Tropilhas da madrugada

Tropilhas da madrugada

publicidade

         Elas vêm sempre nessas madrugadas de julho, entrecortadas  de sonhos e de saudades. São tropilhas que povoam a memória de um tempo que foi lindo, mas já perdido. Ficaram as recordações e o peso do tempo nas quebraduras, no corpo cansado. Sobraram cicatrizes abertas, mágoas e agora, chumisco, o ginete agoniza solito num rancho de fim de mundo, tendo apenas por companheiros o perro Salino e o mouro cabano e anca de vaca.  O guasca que já foi campeiro de lei acorda de sobressalto com dores na perna quebrada, na costela mal emendada. Ah, mas que ventito mais furioso que este inverno maleva manda  para o Rincão do Durasnal, que de doce só tem o nome. Parece que o vento quer castigar ainda mais o corpo retaco de Felício Neves de Campos, o Chico Petiço. Quando moço, era domador de renome por toda a costa do Jacuí, da várzea do Toropi e até para os lados da Fronteira. Foi um gaúcho entonado, com uma adaga prateada na cintura, o chapéu tapeado na testa e o olhar altivo, nem parece este de agora, um par de bolitas de vidro mirando o vazio.

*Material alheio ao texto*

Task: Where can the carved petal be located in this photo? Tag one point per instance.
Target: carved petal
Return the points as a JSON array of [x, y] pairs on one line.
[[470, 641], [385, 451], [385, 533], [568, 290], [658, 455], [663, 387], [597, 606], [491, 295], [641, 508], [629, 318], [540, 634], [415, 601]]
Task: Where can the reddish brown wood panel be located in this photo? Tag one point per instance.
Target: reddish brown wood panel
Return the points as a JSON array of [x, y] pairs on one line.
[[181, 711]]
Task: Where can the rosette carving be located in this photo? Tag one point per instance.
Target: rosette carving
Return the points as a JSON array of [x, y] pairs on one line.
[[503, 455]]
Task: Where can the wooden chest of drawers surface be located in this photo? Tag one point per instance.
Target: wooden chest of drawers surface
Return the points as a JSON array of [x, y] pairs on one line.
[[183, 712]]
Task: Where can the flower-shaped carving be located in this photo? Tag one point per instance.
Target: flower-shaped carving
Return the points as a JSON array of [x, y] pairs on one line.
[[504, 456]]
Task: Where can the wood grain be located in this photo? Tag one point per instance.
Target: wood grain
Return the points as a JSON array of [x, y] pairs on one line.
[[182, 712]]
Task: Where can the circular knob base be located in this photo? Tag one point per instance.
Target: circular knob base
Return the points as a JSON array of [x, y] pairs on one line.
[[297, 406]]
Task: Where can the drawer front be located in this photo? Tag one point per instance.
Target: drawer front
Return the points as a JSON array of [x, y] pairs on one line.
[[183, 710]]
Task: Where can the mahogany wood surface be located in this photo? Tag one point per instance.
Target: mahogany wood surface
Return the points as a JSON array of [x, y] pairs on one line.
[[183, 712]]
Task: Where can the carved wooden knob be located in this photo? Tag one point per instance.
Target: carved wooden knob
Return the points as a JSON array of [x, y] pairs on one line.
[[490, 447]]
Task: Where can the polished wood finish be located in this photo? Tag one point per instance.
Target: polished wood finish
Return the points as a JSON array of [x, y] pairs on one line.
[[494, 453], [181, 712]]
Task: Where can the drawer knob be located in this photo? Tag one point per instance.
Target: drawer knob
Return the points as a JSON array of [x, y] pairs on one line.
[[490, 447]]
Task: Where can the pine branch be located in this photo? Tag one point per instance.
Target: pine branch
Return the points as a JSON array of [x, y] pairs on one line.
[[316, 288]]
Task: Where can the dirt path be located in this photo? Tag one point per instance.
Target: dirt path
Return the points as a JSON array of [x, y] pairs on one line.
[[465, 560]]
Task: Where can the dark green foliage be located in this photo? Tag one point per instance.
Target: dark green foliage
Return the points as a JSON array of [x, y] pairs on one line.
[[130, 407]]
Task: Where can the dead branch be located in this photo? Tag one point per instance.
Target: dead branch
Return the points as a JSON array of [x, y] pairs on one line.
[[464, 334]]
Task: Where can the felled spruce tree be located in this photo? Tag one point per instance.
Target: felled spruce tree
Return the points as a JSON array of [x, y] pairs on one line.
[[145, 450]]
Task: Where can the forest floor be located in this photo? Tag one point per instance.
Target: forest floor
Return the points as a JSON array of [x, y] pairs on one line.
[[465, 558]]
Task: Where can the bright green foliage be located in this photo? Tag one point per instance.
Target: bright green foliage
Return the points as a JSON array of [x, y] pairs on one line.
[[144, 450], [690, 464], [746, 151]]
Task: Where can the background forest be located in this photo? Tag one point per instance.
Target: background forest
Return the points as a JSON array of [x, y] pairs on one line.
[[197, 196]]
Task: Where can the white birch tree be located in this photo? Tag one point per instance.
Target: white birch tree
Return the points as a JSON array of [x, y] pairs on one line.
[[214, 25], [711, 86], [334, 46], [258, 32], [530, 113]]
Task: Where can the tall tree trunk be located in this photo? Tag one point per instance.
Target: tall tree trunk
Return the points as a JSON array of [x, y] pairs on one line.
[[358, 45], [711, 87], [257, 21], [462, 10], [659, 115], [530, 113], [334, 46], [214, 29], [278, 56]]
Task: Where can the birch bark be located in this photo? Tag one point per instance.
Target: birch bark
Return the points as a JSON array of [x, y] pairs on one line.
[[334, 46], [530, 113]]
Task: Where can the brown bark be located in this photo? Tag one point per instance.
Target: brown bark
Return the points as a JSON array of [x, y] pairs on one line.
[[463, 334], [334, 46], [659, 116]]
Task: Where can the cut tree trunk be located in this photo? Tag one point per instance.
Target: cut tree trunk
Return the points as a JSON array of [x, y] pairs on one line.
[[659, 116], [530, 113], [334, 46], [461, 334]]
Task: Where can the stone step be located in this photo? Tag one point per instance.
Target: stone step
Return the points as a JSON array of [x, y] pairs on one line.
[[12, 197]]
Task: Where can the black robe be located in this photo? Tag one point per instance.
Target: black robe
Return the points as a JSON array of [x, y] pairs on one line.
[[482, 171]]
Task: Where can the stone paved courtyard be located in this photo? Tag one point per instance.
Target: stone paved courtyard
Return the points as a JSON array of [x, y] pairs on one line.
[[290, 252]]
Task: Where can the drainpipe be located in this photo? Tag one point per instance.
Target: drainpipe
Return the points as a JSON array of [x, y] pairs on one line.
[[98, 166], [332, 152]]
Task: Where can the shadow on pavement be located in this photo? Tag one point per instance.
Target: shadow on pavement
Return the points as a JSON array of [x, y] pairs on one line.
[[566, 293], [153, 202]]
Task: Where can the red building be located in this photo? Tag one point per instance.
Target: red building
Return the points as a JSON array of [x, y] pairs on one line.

         Remexe no fogo e as labaredas soltam chispas que lá no alto parecem imitar as estrelas. Depois volta a se deitar coberto pelo poncho repleto de furos, com os pelegos de carnais curtidos, já de há muito longe dos bastos. E a cavalhada retorna. São os fletes que domou, voltam para se reconciliar dos tironaços, a alma deles. Porém não param, passam num galope louco em disparada,  e somem na distância, no horizonte que é longe e perto. Depois passam voando os cabrestos, os buçais, as rédeas, as cinchas, um cinchão, loros, estribos e maneias. Suas cordas eram tiradas, curtidas e trançadas pelo velho Maneca Machado, guasqueiro lá do Cerrito.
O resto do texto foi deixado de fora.